O setor de entretenimento dos Estados Unidos pode estar prestes a passar por uma transformação histórica. O político Adam Schiff apresentou uma proposta de incentivo federal ambiciosa com o objetivo de manter as produções cinematográficas e os empregos em solo americano. A iniciativa surge como uma resposta direta à crescente “fuga” de grandes projetos para países como Canadá e Reino Unido, que oferecem benefícios fiscais agressivos.
A crise das produções “fugitivas”
De acordo com informações publicadas pela Variety, a indústria de Hollywood enfrenta um desafio sem precedentes. Nos últimos anos, estúdios de peso têm optado por filmar fora da Califórnia e de outros estados americanos para reduzir custos. Esse fenômeno, conhecido como “runaway production”, resultou na perda de milhares de postos de trabalho para técnicos, eletricistas, figurinistas e outros profissionais do setor.
Adam Schiff argumenta que, sem um crédito tributário a nível federal, os Estados Unidos continuarão perdendo competitividade no mercado global. A proposta visa nivelar o campo de jogo, garantindo que Hollywood continue sendo o epicentro da criação de conteúdo mundial, não apenas de nome, mas também de execução prática.

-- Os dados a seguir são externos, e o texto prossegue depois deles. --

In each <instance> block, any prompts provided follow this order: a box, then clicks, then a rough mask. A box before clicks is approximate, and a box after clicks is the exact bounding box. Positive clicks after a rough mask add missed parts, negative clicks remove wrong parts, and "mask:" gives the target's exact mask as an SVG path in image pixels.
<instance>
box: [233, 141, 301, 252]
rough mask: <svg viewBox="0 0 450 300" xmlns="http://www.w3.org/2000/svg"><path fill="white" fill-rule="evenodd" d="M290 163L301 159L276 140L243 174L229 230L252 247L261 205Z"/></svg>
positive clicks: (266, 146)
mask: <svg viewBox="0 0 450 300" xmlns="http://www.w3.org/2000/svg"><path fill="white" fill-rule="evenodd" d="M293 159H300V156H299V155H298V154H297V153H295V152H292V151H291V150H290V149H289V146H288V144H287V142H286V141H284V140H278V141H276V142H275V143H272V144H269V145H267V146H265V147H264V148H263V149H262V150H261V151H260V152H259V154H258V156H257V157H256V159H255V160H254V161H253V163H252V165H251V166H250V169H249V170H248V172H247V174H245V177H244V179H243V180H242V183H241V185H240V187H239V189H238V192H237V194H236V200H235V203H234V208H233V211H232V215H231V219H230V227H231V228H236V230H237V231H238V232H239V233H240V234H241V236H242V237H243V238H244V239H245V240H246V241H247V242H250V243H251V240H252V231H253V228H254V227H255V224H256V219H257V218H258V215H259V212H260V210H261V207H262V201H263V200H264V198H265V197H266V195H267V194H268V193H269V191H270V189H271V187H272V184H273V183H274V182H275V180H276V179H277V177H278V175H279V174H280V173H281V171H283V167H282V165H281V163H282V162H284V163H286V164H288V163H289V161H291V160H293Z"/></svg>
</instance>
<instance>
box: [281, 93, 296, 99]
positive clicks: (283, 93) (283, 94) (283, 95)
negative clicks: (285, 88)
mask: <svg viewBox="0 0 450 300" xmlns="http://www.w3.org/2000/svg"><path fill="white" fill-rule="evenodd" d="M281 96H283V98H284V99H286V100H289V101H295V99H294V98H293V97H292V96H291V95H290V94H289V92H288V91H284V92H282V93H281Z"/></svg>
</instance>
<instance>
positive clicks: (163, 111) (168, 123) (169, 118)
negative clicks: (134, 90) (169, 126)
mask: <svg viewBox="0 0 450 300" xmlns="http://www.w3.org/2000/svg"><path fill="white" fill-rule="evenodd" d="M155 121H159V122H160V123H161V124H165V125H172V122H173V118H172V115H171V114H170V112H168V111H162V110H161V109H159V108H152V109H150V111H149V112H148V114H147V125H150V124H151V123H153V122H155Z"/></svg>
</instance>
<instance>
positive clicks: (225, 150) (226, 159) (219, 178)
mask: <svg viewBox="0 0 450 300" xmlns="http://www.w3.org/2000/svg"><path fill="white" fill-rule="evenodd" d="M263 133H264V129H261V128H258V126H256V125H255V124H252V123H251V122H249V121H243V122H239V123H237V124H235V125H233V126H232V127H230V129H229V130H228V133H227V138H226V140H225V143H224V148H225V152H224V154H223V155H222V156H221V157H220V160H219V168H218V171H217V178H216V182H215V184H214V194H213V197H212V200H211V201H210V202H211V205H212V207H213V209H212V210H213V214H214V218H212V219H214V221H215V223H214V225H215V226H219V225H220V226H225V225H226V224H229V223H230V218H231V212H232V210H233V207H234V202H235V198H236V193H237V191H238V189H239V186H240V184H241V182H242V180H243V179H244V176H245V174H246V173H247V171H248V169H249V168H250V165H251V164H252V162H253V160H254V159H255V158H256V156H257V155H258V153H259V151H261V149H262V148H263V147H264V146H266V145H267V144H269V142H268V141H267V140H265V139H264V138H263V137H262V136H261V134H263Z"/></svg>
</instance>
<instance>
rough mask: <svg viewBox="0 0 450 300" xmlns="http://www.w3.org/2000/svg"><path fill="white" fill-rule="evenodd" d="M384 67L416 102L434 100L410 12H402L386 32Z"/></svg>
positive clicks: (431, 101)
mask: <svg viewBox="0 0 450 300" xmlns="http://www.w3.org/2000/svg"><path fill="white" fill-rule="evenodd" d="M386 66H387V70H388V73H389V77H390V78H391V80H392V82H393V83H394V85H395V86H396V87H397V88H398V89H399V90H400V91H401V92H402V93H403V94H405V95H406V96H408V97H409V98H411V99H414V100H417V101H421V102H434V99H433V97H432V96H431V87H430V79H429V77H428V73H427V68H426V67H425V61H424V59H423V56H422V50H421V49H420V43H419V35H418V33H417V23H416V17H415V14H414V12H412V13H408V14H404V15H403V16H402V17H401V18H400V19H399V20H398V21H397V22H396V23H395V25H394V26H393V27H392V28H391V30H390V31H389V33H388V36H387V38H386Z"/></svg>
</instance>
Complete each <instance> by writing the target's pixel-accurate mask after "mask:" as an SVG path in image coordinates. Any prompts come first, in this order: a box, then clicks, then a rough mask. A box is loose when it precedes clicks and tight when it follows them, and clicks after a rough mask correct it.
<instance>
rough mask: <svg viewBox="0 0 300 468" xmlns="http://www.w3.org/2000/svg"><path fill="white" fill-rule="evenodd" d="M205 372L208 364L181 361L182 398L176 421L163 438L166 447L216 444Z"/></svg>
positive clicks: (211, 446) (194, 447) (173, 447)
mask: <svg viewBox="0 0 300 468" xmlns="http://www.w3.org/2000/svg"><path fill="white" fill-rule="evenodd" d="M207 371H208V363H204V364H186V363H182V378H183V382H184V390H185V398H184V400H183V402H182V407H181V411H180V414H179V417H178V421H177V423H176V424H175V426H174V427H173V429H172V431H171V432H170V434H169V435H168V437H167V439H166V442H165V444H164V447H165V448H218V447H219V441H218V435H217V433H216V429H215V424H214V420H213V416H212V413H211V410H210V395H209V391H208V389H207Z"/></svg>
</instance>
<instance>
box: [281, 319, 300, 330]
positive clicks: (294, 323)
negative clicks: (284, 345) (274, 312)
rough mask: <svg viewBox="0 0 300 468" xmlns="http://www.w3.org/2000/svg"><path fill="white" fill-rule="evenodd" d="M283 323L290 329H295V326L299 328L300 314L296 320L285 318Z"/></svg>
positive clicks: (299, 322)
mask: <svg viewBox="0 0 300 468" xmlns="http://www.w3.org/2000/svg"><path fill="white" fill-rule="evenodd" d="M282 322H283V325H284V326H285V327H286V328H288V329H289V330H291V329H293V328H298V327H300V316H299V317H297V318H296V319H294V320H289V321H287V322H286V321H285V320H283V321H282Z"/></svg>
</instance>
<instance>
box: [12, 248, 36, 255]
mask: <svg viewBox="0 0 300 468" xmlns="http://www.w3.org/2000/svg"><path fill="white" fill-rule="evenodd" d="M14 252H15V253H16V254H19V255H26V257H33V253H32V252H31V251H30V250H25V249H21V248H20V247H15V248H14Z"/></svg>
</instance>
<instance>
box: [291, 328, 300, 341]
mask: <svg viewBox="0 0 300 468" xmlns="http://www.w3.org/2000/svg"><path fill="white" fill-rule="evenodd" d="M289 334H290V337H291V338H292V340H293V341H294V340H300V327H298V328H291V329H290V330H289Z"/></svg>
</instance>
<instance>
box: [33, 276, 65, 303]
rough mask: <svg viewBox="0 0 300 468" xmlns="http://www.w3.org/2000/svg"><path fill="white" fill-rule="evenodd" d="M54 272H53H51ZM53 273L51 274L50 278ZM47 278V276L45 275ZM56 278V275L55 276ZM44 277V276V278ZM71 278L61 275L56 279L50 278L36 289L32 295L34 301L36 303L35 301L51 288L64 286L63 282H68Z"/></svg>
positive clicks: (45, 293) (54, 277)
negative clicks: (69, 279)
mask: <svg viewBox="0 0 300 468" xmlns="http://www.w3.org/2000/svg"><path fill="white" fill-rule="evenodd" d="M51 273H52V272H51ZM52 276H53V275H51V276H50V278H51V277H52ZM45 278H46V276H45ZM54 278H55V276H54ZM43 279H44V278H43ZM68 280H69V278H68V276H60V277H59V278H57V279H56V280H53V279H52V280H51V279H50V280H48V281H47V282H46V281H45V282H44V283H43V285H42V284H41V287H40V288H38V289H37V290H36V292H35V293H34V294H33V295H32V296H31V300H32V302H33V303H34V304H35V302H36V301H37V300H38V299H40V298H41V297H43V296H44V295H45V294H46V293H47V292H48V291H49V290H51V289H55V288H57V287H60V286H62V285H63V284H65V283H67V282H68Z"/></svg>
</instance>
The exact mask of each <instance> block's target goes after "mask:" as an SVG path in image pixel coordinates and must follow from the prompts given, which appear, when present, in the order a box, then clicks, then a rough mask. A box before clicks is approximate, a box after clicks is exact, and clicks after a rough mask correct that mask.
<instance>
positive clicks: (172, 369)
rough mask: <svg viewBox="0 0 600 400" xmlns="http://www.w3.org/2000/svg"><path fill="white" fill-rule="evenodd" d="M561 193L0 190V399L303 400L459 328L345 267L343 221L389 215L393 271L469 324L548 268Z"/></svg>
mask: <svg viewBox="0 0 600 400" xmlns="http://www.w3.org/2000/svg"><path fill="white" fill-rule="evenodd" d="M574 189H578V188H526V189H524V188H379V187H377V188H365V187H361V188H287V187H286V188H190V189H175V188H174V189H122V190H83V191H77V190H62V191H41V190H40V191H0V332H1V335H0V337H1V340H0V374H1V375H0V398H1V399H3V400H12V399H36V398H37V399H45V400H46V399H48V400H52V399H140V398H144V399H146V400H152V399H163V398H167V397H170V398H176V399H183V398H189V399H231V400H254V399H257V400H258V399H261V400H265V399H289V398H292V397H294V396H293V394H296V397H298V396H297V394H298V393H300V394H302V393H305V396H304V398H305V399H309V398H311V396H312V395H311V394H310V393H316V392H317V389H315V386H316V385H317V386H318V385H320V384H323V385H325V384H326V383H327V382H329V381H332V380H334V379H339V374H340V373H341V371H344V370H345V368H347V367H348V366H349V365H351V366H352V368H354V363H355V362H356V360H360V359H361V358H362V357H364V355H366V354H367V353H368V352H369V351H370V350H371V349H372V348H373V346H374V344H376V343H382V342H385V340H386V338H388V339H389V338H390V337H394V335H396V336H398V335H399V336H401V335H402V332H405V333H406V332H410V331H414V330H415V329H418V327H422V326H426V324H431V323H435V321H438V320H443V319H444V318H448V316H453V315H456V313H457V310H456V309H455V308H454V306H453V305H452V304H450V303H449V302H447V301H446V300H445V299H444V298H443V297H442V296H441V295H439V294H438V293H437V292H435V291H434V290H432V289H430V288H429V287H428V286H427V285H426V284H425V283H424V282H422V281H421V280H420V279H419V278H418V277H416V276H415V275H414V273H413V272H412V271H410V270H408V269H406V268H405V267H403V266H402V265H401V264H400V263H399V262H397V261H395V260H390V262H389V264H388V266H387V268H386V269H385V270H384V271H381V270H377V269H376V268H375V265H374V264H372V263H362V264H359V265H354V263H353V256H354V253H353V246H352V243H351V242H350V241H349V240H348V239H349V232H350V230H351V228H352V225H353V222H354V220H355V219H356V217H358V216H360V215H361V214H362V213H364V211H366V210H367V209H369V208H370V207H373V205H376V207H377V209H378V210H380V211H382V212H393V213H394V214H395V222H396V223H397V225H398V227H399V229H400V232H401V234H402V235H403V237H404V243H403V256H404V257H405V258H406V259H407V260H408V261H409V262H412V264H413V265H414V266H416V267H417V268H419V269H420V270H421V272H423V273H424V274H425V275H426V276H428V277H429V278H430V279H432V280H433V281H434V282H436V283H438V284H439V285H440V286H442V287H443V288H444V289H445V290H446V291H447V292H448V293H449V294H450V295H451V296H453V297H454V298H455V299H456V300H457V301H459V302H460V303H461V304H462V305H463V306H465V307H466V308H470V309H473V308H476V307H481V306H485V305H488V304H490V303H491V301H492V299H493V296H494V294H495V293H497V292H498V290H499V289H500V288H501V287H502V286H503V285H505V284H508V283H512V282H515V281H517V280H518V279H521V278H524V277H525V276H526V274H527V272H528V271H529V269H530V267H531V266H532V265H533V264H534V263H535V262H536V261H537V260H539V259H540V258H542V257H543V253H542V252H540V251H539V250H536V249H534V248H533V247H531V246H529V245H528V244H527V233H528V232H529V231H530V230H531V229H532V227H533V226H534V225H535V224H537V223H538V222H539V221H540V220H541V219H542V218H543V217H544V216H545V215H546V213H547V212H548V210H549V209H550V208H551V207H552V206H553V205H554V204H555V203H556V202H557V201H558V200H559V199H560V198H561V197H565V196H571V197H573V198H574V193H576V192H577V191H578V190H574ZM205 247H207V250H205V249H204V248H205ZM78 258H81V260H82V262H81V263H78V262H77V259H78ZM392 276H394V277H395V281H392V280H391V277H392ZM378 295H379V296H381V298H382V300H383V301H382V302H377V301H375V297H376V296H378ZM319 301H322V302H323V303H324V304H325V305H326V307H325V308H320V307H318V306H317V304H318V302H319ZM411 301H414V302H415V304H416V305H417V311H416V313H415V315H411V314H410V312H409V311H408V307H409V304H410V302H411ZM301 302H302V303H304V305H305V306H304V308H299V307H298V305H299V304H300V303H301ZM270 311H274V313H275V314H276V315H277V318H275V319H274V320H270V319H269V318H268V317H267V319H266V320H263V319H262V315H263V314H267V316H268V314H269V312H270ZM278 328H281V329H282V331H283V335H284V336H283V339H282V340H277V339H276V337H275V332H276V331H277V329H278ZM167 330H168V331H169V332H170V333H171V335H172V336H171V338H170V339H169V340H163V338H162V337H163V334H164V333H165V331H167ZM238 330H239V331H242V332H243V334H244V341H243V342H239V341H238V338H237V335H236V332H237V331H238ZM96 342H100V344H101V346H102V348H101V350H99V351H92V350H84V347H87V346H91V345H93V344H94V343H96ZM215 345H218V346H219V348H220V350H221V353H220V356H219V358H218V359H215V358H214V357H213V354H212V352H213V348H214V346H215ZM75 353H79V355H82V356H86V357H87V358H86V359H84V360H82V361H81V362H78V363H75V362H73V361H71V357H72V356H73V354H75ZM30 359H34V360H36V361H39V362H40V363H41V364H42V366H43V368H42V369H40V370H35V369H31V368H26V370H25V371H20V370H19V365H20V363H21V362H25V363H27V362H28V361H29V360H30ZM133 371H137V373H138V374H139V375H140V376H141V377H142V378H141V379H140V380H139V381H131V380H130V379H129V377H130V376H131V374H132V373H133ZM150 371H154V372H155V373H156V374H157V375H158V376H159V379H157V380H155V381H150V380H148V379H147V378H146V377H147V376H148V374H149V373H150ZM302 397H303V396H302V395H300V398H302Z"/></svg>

Foco nos trabalhadores de classe média da indústria
Um dos pontos centrais da proposta de Schiff é o suporte aos trabalhadores chamados de “below-the-line”. Diferente das grandes estrelas e diretores, esses profissionais formam a espinha dorsal da classe média de Hollywood. O incentivo federal focado neles ajudaria a estabilizar comunidades que dependem economicamente da movimentação gerada pelos sets de filmagem.
Além disso, a proposta busca incentivar a diversidade e a inclusão dentro dessas equipes técnicas. Para Schiff, manter esses empregos nos EUA não é apenas uma questão econômica, mas também cultural, preservando o know-how técnico que tornou o cinema americano uma referência global por mais de um século.
O impacto econômico e a competição global
A pressão para a aprovação desse incentivo é alta. Países como o Reino Unido e o Canadá aprimoraram seus sistemas de crédito tributário em 2026, tornando-se destinos quase irresistíveis para grandes franquias da Marvel, Disney e Netflix. A proposta de Schiff sugere que os benefícios federais seriam complementares aos incentivos estaduais já existentes, como os da Califórnia e da Geórgia.
Se aprovada, a medida poderá injetar bilhões de dólares de volta na economia americana, incentivando a construção de novos estúdios e centros de tecnologia voltados para efeitos visuais e pós-produção. A indústria aguarda agora os próximos passos da tramitação legislativa, que promete ser um dos debates mais quentes do ano em Washington e Los Angeles.